I got on board Grant Morrison’s run on Batman just a month or two before the “Batman R.I.P.” storyline began. I was so fascinated (and sometimes frustrated) with what I read that I went back and bought every issue he’d written since #655.
After a brief interval taken up by the bombastic and exceedingly anticlimactic “Battle for the Cowl,” Morrison is back to writing the Caped Crusader. But this time, it’s Dick Grayson as the Dark Knight, and Morrison’s own controversial creation, Damian Wayne–the son of Bruce Wayne and Talia Al Ghul–as Robin.

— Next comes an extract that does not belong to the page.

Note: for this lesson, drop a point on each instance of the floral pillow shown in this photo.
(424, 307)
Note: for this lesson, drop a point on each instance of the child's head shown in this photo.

I’ll admit I’m one of those people who think you really can’t replace Bruce Wayne. That particular superhero/secret identity dyad is too iconic, like Clark Kent and Superman. At one time, fans might have pointed to Wally West’s Flash or Kyle Rayner’s Green Lantern as evidence that this “legacy” idea can work, but–aside from the fact that Barry Allen and Hal Jordan are back anyway–both of those heroes had their own predecessors in the Golden Age. Unlike them, Bruce Wayne has been Batman since before the very first Flash or Green Lantern appeared in comics. The time to replace Batman was the early Silver Age, before the 1960s TV show cemented Batman and stately Wayne Manor as American cultural icons.
What’s more, it’s largely Morrison’s own fault it’s hard to accept anyone else as Batman now. It was Morrison who created the “Bat-god” in the pages of JLA, and this characterization was carried into the Justice League Unlimited cartoon. As Morrison has suggested in interviews, “Batman R.I.P.” was essentially a mediation on that idea.
The upshot of all this is: enjoy the ride while it lasts, because chances are Bruce will be back in the cowl within a year or two. With that in mind, Batman and Robin is shaping up to be a fun–and profoundly weird–ride.